2014 Health Region Peer Groups – User Guide
- 1. Introduction
- 2. Data
- 3. Methodology
- 4. Results
- 5. Discussion
- 6. Peer Groups in Action
- 7. Summary
- 8. Bibliography
The purpose of this document is to define the concept of peer groups, to give an overview of how they are created and to demonstrate their usefulness. This paper presents the 2014 classification of the peer groups. More detailed technical information on the formation of the peer groups can be found in the working papers Health Region Peer Groups and Health Region Peer Groups 2003 written by the Health Statistics Division of Statistics Canada. To obtain a copy of this documentation, contact Client Services (613-951-1746; fax: 613-951-0792; firstname.lastname@example.org).
The launch of the Canadian Community Health Survey (CCHS) in 2000, along with the expansion of existing data products at the health region level, lead to the desire for a method of comparing regions with similar socio-economic determinants of health. The reasoning behind the development of such a method is that once the effects of the various social and economic characteristics known to influence health have been removed, it is possible to compare regions by measures of health status. It is also possible to compare the relative effectiveness of health promotion and prevention activities across regions. Thus, the health regions have been placed into groups with similar socio-economic characteristics using a clustering technique, and these groups are referred to as ‘peer groups’.
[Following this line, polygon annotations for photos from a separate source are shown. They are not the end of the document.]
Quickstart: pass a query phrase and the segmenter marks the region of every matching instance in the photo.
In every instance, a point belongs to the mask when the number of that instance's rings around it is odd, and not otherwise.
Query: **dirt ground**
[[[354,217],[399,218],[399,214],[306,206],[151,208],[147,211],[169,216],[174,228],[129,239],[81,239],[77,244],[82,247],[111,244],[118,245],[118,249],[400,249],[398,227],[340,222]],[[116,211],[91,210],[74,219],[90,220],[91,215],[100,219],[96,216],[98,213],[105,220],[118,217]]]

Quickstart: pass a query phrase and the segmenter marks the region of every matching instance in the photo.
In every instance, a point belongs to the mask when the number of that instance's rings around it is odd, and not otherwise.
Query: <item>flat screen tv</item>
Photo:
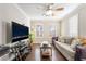
[[[12,22],[12,42],[28,38],[29,28],[19,23]]]

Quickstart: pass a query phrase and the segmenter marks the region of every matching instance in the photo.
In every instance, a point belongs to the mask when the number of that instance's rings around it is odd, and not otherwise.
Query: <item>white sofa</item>
[[[54,46],[63,54],[63,56],[66,57],[66,60],[74,61],[75,51],[70,44],[54,41]]]

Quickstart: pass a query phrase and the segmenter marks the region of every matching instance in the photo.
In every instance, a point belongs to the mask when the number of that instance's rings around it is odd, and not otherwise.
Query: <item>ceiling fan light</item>
[[[51,11],[51,10],[48,10],[48,11],[46,12],[46,14],[47,14],[47,15],[52,15],[52,11]]]

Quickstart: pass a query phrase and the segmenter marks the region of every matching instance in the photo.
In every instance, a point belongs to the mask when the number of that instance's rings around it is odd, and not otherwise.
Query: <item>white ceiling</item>
[[[17,3],[17,5],[30,17],[42,17],[42,14],[45,13],[47,5],[50,3]],[[74,3],[54,3],[52,9],[57,9],[58,7],[63,7],[63,11],[57,11],[54,12],[57,17],[62,17],[65,14],[73,11],[75,8],[78,7],[78,4]]]

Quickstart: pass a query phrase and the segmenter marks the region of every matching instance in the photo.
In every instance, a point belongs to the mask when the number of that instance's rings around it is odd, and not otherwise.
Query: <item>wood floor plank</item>
[[[40,50],[38,43],[33,44],[32,52],[27,55],[25,61],[66,61],[65,57],[52,46],[52,57],[42,60],[40,59]]]

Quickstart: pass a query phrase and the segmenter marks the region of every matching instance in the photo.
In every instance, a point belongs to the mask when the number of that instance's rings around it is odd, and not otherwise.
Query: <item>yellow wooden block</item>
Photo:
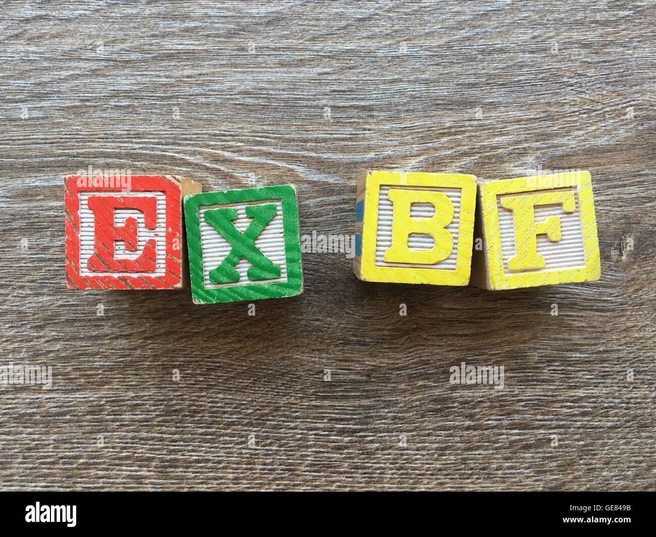
[[[512,289],[599,279],[588,172],[480,183],[478,210],[475,285]]]
[[[353,271],[366,281],[466,285],[476,199],[473,175],[365,172]]]

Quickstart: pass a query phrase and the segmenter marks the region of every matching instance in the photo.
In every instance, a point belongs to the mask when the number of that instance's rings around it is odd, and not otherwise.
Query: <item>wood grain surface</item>
[[[0,4],[0,365],[52,368],[0,386],[0,488],[656,488],[654,3],[182,4]],[[69,290],[89,166],[292,183],[324,235],[366,169],[589,170],[602,278],[367,283],[318,252],[255,317]]]

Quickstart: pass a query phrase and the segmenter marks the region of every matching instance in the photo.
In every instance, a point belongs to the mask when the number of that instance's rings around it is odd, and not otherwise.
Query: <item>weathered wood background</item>
[[[653,2],[67,4],[0,5],[0,365],[53,375],[0,386],[2,488],[656,488]],[[367,169],[587,169],[602,279],[367,284],[311,253],[254,317],[71,291],[90,165],[292,182],[302,233],[337,235]],[[461,361],[504,389],[449,384]]]

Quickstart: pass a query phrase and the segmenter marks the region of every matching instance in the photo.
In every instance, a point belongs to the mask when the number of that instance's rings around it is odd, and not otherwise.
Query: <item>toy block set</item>
[[[182,177],[129,179],[66,178],[72,288],[190,285],[197,304],[303,292],[293,186],[203,193]],[[482,181],[365,172],[357,187],[353,271],[368,282],[489,290],[598,279],[590,174]]]

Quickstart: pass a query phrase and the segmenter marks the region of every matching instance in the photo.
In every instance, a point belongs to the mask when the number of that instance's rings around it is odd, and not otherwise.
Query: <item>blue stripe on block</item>
[[[361,199],[356,204],[356,222],[362,222],[365,216],[365,201]]]

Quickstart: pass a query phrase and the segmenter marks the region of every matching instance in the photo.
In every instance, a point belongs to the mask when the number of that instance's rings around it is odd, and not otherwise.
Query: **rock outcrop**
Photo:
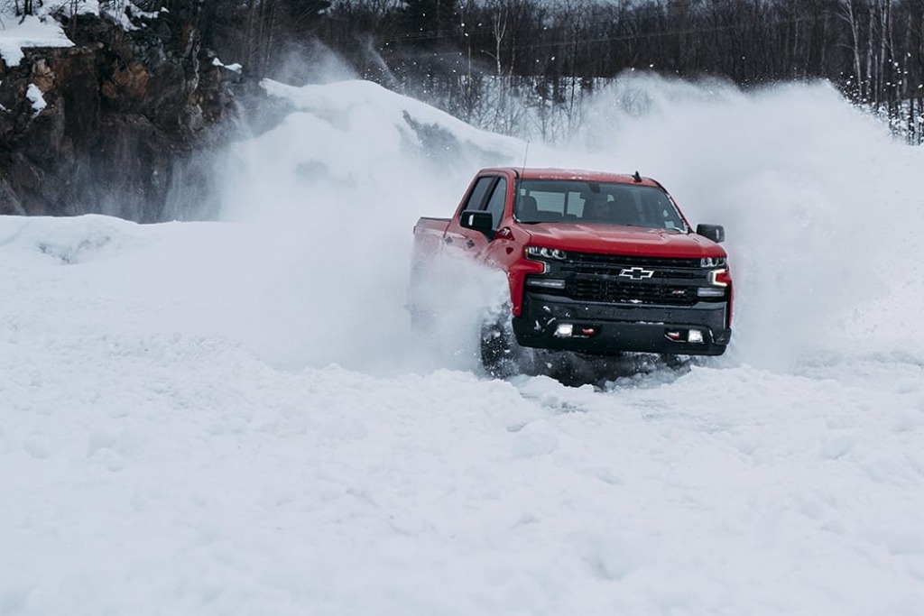
[[[75,46],[0,60],[0,214],[213,213],[210,152],[242,79],[201,47],[189,12],[130,17],[127,30],[79,15],[65,22]]]

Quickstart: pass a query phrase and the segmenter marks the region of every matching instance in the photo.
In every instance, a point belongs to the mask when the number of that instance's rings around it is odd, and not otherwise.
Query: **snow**
[[[919,149],[823,84],[601,92],[530,164],[725,224],[733,346],[497,380],[481,272],[411,334],[411,229],[525,143],[264,87],[220,221],[0,217],[0,613],[919,613]]]
[[[73,47],[60,24],[51,18],[28,16],[25,19],[4,18],[0,21],[0,57],[7,66],[22,61],[23,47]]]
[[[42,95],[42,91],[34,83],[29,84],[29,88],[26,89],[26,98],[32,103],[32,109],[35,110],[36,115],[48,106],[48,103],[45,103],[45,97]]]

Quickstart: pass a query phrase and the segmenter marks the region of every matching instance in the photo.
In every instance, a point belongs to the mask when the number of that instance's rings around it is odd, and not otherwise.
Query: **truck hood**
[[[529,244],[562,250],[675,259],[725,256],[718,244],[692,233],[574,223],[537,223],[522,228],[529,236]]]

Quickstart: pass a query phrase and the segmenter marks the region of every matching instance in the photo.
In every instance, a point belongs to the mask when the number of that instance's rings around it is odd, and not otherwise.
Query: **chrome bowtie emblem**
[[[646,278],[650,278],[654,275],[654,270],[646,270],[645,268],[634,267],[626,268],[619,272],[620,278],[628,278],[630,280],[645,280]]]

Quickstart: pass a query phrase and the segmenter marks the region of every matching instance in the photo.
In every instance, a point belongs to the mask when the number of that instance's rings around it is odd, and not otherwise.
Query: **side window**
[[[502,177],[497,181],[497,186],[494,187],[494,192],[491,194],[488,205],[484,208],[486,211],[491,212],[492,222],[495,229],[501,224],[501,219],[504,218],[504,204],[506,200],[507,181]]]
[[[481,205],[484,203],[484,196],[487,194],[488,189],[494,181],[494,177],[479,177],[478,181],[475,182],[475,187],[471,189],[471,194],[468,196],[468,200],[466,201],[465,207],[462,211],[466,210],[480,210]]]

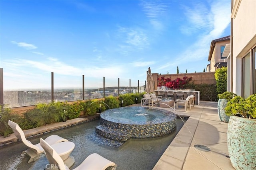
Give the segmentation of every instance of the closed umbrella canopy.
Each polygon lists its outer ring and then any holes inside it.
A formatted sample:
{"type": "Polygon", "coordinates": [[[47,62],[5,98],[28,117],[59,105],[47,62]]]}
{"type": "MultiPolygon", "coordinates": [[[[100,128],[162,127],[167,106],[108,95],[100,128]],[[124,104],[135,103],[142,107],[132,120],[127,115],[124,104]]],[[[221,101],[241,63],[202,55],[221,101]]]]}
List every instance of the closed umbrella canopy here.
{"type": "Polygon", "coordinates": [[[153,80],[150,68],[149,67],[147,74],[147,84],[146,86],[145,90],[146,92],[149,93],[155,91],[154,88],[153,80]]]}

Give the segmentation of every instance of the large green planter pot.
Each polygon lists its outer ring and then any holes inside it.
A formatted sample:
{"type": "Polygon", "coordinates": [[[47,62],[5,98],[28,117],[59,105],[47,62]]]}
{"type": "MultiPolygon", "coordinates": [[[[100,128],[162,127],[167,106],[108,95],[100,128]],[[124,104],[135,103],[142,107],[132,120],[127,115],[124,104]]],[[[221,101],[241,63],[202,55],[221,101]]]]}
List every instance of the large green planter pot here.
{"type": "Polygon", "coordinates": [[[236,169],[256,170],[256,119],[231,116],[228,149],[236,169]]]}
{"type": "Polygon", "coordinates": [[[227,106],[228,100],[226,99],[219,99],[218,101],[218,114],[220,121],[224,122],[228,122],[230,116],[227,115],[225,113],[225,107],[227,106]]]}

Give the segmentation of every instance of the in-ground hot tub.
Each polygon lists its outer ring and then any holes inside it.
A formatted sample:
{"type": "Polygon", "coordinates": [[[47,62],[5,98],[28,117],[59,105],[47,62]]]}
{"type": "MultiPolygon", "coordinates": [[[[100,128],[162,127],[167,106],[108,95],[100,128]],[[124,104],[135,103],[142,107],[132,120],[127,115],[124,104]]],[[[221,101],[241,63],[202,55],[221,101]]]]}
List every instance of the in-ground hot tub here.
{"type": "Polygon", "coordinates": [[[171,133],[176,127],[176,115],[158,108],[126,107],[106,110],[100,115],[96,133],[119,141],[146,138],[171,133]]]}

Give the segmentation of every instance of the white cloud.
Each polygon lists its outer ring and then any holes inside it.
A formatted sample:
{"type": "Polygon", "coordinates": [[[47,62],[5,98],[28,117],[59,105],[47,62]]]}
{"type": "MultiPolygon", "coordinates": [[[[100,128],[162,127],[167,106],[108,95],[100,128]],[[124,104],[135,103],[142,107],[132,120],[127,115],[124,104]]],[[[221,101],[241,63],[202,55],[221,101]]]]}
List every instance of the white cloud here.
{"type": "Polygon", "coordinates": [[[36,49],[37,48],[37,47],[33,45],[33,44],[28,44],[26,43],[20,42],[18,43],[16,41],[12,41],[12,43],[14,44],[16,44],[19,47],[24,48],[27,50],[32,50],[33,49],[36,49]]]}
{"type": "Polygon", "coordinates": [[[156,29],[162,29],[164,24],[161,17],[167,11],[168,6],[160,1],[144,0],[142,1],[142,5],[150,24],[156,29]]]}
{"type": "Polygon", "coordinates": [[[34,54],[38,54],[38,55],[44,55],[44,53],[37,51],[32,51],[32,53],[34,54]]]}
{"type": "Polygon", "coordinates": [[[147,35],[142,29],[119,27],[118,36],[124,44],[119,45],[123,52],[141,50],[147,48],[149,42],[147,35]]]}
{"type": "Polygon", "coordinates": [[[200,18],[203,14],[205,14],[204,12],[194,14],[194,16],[188,16],[189,18],[194,18],[190,23],[191,28],[194,27],[195,30],[202,29],[202,33],[194,37],[194,43],[182,52],[176,60],[166,63],[160,67],[159,69],[179,65],[181,63],[189,63],[190,61],[207,60],[212,40],[229,35],[223,36],[222,34],[230,22],[230,2],[215,1],[212,3],[210,10],[208,15],[205,16],[203,21],[200,21],[200,18]],[[208,27],[205,23],[212,25],[208,27]]]}
{"type": "Polygon", "coordinates": [[[132,65],[134,67],[144,67],[150,66],[155,63],[154,61],[136,61],[131,63],[132,65]]]}
{"type": "Polygon", "coordinates": [[[198,31],[205,31],[212,28],[212,14],[203,3],[198,3],[194,6],[183,6],[185,24],[182,26],[181,31],[183,33],[190,35],[198,31]]]}

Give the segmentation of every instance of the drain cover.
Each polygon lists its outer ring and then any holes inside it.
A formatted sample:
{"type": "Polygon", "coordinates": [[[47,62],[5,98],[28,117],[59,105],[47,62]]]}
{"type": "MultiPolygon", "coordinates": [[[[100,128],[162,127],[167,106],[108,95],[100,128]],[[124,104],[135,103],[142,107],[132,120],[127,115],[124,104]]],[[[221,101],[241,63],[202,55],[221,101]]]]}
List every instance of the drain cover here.
{"type": "Polygon", "coordinates": [[[194,147],[204,152],[210,152],[211,151],[210,149],[206,146],[203,145],[195,145],[194,147]]]}
{"type": "Polygon", "coordinates": [[[143,149],[144,150],[146,150],[146,151],[148,151],[151,150],[152,149],[152,148],[149,146],[146,145],[146,146],[143,146],[142,147],[142,149],[143,149]]]}

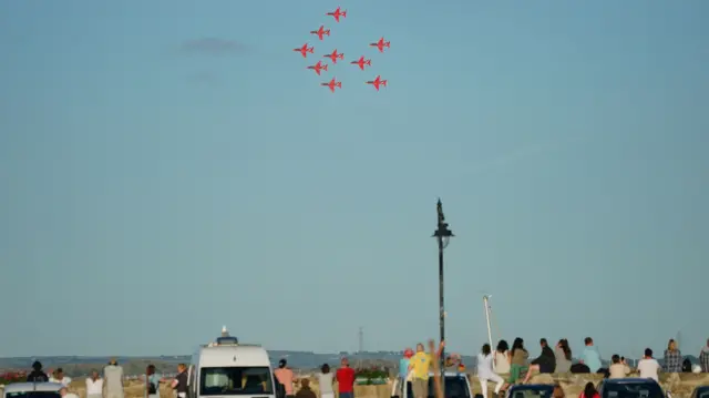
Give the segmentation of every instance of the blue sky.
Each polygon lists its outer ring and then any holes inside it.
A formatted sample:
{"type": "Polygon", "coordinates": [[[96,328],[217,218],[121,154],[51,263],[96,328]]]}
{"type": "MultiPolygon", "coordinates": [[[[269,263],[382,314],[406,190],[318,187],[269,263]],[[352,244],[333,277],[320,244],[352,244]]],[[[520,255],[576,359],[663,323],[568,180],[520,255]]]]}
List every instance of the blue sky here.
{"type": "Polygon", "coordinates": [[[438,196],[452,349],[698,353],[709,3],[339,4],[0,2],[0,356],[436,337],[438,196]]]}

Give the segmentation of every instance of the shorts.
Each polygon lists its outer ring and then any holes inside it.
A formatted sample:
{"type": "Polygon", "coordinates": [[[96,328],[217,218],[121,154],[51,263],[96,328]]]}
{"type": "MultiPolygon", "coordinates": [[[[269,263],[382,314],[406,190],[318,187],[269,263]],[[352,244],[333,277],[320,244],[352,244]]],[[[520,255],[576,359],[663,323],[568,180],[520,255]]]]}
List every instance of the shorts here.
{"type": "Polygon", "coordinates": [[[510,377],[507,378],[507,382],[515,384],[520,379],[520,376],[527,370],[526,366],[512,364],[510,366],[510,377]]]}
{"type": "Polygon", "coordinates": [[[429,396],[429,380],[414,378],[411,380],[411,389],[413,398],[427,398],[429,396]]]}

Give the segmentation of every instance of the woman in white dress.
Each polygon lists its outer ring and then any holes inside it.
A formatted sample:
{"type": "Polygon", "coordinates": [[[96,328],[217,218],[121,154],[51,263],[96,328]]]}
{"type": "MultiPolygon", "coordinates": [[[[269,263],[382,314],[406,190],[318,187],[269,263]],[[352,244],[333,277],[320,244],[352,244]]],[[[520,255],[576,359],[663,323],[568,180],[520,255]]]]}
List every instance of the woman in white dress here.
{"type": "Polygon", "coordinates": [[[330,365],[323,364],[320,367],[320,374],[318,374],[318,385],[320,386],[320,398],[335,398],[335,390],[332,389],[332,373],[330,371],[330,365]]]}
{"type": "Polygon", "coordinates": [[[505,381],[500,377],[500,375],[495,374],[493,369],[493,355],[492,349],[489,344],[483,344],[483,348],[480,354],[477,354],[477,378],[480,379],[480,389],[483,394],[483,398],[487,398],[487,381],[495,382],[494,397],[497,397],[502,386],[505,381]]]}
{"type": "Polygon", "coordinates": [[[495,350],[495,371],[497,375],[510,373],[510,346],[507,341],[500,340],[495,350]]]}

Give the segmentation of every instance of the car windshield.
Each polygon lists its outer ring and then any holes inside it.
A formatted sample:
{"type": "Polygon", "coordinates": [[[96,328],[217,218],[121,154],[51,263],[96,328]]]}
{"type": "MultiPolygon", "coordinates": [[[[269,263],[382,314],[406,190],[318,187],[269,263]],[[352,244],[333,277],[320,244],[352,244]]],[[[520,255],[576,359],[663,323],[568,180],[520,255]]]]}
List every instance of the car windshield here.
{"type": "Polygon", "coordinates": [[[603,398],[664,398],[656,382],[613,382],[603,386],[603,398]]]}
{"type": "MultiPolygon", "coordinates": [[[[429,378],[429,398],[434,397],[433,377],[429,378]]],[[[411,381],[407,381],[407,397],[413,398],[411,381]]],[[[470,398],[465,376],[445,377],[445,398],[470,398]]]]}
{"type": "Polygon", "coordinates": [[[510,392],[510,398],[548,398],[554,392],[554,386],[514,387],[510,392]]]}
{"type": "Polygon", "coordinates": [[[202,368],[199,395],[255,395],[274,394],[270,371],[267,367],[202,368]]]}
{"type": "Polygon", "coordinates": [[[59,391],[18,391],[7,392],[4,398],[61,398],[59,391]]]}

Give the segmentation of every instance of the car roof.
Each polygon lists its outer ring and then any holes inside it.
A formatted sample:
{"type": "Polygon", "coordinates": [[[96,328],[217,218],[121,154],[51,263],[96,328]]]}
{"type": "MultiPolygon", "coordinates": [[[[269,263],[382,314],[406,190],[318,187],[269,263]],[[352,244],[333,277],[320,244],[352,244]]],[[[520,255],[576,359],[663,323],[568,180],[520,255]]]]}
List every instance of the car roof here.
{"type": "Polygon", "coordinates": [[[554,385],[535,384],[535,385],[515,385],[510,390],[543,390],[554,388],[554,385]]]}
{"type": "Polygon", "coordinates": [[[61,382],[12,382],[4,386],[4,392],[59,391],[62,387],[61,382]]]}
{"type": "MultiPolygon", "coordinates": [[[[463,373],[463,371],[461,371],[461,373],[458,373],[458,371],[446,371],[446,373],[445,373],[445,377],[464,377],[464,376],[465,376],[465,373],[463,373]]],[[[397,376],[397,377],[398,377],[398,378],[400,378],[400,379],[402,378],[402,377],[401,377],[401,375],[399,375],[399,376],[397,376]]],[[[432,371],[429,371],[429,377],[433,377],[433,373],[432,373],[432,371]]]]}
{"type": "Polygon", "coordinates": [[[627,377],[627,378],[621,378],[621,379],[605,379],[603,380],[604,384],[607,385],[634,385],[634,384],[657,384],[657,381],[655,381],[654,379],[649,379],[649,378],[641,378],[641,377],[627,377]]]}

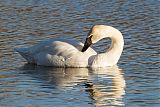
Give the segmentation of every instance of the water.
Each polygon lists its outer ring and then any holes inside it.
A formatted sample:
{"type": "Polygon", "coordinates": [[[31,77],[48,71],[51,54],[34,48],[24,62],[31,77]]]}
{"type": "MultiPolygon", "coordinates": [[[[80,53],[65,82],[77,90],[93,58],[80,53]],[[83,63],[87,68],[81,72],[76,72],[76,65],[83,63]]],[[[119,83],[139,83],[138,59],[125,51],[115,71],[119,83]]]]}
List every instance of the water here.
{"type": "MultiPolygon", "coordinates": [[[[159,0],[1,0],[1,107],[159,107],[159,0]],[[118,67],[52,68],[27,65],[16,47],[48,38],[84,42],[94,24],[124,35],[118,67]]],[[[104,52],[110,41],[93,47],[104,52]]]]}

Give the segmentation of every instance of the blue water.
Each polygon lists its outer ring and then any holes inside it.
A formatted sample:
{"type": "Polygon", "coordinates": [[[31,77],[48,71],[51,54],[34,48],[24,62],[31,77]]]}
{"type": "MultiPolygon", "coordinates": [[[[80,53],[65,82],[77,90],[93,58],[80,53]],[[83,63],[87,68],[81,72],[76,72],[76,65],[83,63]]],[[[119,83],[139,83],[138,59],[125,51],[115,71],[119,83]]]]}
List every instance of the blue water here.
{"type": "MultiPolygon", "coordinates": [[[[159,0],[1,0],[0,107],[159,107],[159,0]],[[117,66],[99,69],[28,65],[14,48],[48,38],[81,42],[92,25],[119,29],[117,66]]],[[[104,52],[110,40],[93,45],[104,52]]]]}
Development of the criteria used to define peer groups required careful consideration of their intended use. The requirement that peer groups be used as a method for comparing health related issues ultimately eliminated all variables directly describing health as potential candidates in the creation of the groups. Further, it was desired that all variables used must be reliable and available for all health regions. As well, the need for objectivity required that peer groups be developed using empirical techniques. Finally, consideration of the need for simplified and relevant comparisons also required that peer groups have approximately five to ten health regions per group and that there be representation across the country within each group. In the application of the above parameters, several limiting factors resulted which required some modifications. All criteria were followed to the extent possible and any deviations are explained in detail throughout this document.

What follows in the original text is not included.